In 1936, he moved to Massachusetts to become director of the research division at Worcester State Hospital only 1 year later. In 1936, he also published his first book, ''Objective and Experimental Psychiatry'' which introduced his belief that psychiatry should approach the study of human behavior in a rigorous, scientific fashion rooted in biology. His theories of behavior stressed the unity of the organism with the environment; the book also outlined experimental method and research design. Cameron believed firmly in clinical psychiatry and a strict scientific method.

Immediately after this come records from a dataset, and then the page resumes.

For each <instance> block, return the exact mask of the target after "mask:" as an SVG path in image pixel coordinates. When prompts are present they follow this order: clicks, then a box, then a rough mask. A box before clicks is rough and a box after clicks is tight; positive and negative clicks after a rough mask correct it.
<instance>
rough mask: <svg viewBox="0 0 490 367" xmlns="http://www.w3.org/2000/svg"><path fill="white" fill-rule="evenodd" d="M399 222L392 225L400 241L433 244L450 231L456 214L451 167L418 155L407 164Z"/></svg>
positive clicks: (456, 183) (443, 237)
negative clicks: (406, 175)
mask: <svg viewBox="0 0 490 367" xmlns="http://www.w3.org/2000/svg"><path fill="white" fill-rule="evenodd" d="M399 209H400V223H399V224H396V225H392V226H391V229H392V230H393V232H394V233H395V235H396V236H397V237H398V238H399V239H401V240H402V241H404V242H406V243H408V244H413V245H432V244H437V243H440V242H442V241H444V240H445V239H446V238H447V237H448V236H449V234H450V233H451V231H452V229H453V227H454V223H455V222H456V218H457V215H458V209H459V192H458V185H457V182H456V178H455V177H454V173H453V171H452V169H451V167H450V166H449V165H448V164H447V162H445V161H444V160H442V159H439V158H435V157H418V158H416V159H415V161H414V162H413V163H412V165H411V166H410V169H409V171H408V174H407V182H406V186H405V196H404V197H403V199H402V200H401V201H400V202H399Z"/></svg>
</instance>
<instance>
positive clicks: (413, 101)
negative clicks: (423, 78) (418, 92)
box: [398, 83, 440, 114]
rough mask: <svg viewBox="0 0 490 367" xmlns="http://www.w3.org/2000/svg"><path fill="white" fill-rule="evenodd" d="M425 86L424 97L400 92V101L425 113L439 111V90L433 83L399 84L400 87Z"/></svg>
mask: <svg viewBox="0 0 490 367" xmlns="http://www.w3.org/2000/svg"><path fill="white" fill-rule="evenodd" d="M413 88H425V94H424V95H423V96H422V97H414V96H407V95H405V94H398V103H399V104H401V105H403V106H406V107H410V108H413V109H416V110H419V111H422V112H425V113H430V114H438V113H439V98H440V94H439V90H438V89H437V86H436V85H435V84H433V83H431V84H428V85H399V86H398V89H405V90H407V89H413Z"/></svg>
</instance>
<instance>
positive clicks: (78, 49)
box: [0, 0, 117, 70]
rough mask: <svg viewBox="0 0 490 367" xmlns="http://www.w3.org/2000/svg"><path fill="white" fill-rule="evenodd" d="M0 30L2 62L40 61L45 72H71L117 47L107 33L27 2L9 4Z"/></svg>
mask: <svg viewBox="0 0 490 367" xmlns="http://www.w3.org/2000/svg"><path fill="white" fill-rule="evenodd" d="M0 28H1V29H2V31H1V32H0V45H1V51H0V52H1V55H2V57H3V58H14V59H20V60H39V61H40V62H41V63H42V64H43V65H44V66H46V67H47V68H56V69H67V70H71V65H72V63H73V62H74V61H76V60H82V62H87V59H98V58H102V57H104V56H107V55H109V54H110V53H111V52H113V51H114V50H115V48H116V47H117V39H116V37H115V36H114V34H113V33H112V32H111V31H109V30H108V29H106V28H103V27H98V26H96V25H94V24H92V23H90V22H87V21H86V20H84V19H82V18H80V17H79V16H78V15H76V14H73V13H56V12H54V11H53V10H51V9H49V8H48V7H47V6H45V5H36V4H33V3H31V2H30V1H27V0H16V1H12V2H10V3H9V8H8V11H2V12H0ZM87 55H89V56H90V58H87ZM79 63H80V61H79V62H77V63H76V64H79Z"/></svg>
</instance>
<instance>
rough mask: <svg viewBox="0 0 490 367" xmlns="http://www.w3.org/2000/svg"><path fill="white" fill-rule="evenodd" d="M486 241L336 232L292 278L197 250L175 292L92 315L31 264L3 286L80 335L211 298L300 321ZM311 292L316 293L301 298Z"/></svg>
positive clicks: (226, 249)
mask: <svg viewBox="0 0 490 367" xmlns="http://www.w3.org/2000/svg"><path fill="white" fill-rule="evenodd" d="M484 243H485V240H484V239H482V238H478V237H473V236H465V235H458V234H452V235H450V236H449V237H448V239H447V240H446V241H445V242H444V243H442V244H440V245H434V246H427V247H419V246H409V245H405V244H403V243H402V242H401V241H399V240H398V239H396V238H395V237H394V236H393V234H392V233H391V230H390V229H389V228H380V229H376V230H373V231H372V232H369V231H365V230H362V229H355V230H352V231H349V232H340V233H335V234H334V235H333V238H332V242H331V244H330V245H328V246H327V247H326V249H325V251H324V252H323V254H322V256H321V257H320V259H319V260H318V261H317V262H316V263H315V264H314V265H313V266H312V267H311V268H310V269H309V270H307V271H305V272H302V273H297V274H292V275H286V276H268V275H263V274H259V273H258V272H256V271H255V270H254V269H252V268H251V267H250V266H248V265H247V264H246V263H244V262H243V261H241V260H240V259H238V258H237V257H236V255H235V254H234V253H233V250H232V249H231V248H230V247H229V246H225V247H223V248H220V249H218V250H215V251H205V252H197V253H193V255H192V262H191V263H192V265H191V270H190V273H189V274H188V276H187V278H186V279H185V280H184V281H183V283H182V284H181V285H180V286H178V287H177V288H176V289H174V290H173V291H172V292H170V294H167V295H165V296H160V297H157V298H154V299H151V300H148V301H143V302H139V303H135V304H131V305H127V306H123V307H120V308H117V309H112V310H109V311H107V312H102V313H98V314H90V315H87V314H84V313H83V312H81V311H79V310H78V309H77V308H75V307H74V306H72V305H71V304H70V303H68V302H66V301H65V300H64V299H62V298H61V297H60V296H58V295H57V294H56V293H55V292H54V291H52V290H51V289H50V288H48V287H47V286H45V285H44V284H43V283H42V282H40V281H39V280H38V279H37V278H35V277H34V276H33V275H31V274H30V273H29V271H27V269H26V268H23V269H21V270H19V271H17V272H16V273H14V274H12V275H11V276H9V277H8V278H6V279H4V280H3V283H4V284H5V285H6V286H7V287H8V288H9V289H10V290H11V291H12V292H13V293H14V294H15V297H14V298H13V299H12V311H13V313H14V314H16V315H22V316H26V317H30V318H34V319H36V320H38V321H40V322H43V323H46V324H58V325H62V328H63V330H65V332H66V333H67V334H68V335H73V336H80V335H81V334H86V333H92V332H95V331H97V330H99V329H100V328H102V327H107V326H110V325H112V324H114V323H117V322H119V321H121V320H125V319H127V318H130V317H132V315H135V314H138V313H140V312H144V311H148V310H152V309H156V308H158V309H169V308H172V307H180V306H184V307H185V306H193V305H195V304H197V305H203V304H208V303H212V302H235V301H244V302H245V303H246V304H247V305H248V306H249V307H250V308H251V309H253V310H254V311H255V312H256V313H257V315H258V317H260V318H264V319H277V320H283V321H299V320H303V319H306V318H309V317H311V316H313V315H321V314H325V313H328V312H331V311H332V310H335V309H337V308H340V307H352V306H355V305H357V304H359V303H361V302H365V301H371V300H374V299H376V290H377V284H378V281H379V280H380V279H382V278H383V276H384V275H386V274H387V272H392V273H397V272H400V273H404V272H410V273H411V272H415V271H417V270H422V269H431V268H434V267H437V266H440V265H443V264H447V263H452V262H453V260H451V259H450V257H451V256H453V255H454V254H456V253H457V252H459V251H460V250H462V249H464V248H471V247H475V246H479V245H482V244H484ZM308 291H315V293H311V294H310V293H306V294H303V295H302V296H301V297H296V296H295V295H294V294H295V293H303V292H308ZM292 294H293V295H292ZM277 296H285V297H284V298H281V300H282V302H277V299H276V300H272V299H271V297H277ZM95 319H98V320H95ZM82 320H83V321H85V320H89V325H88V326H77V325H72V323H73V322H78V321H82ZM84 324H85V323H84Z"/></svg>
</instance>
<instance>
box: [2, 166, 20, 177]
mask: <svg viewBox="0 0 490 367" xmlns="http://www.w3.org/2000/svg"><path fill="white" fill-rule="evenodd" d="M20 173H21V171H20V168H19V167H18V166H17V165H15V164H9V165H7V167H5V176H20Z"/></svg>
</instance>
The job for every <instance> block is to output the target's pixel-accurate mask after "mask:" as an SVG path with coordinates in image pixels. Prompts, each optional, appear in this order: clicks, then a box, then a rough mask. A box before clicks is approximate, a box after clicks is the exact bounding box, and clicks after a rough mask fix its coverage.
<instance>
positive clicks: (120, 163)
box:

In 1938 he moved to Albany, New York where he received his diplomate in psychiatry and thus was certified in psychiatry. From 1939 to 1943 he was professor of neurology and psychiatry at Albany Medical College, and at the Russell Sage School of Nursing, also in the Albany area. During those years, Cameron began to expand on his thoughts about the interrelationships of mind and body, developing a reputation as a psychiatrist who could bridge the gap between the organic, structural neurologists, and the psychiatrists whose knowledge of anatomy was limited to maps of the mind as opposed to maps of the brain. Through his instruction of nurses and psychiatrists he became an authority in his areas of concentration.
Cameron focused primarily on biological descriptive psychiatry and applied the British and European schools and models of the practice. Cameron followed these schools in demanding that mental disturbances are diseases and somatic in nature; all psychological illness would therefore be hardwired, a product of the body and the direct result of a patient's biological structure rather than caused by social environments. Characteristics were thus diagnosed as syndromes emerging from the brain. It is at this juncture that Cameron became interested with how he could effectively manipulate the brain to control and understand the processes of memory. Cameron furthermore wanted to understand the problems of memory caused by aging, believing that the aged brain suffered from psychosis.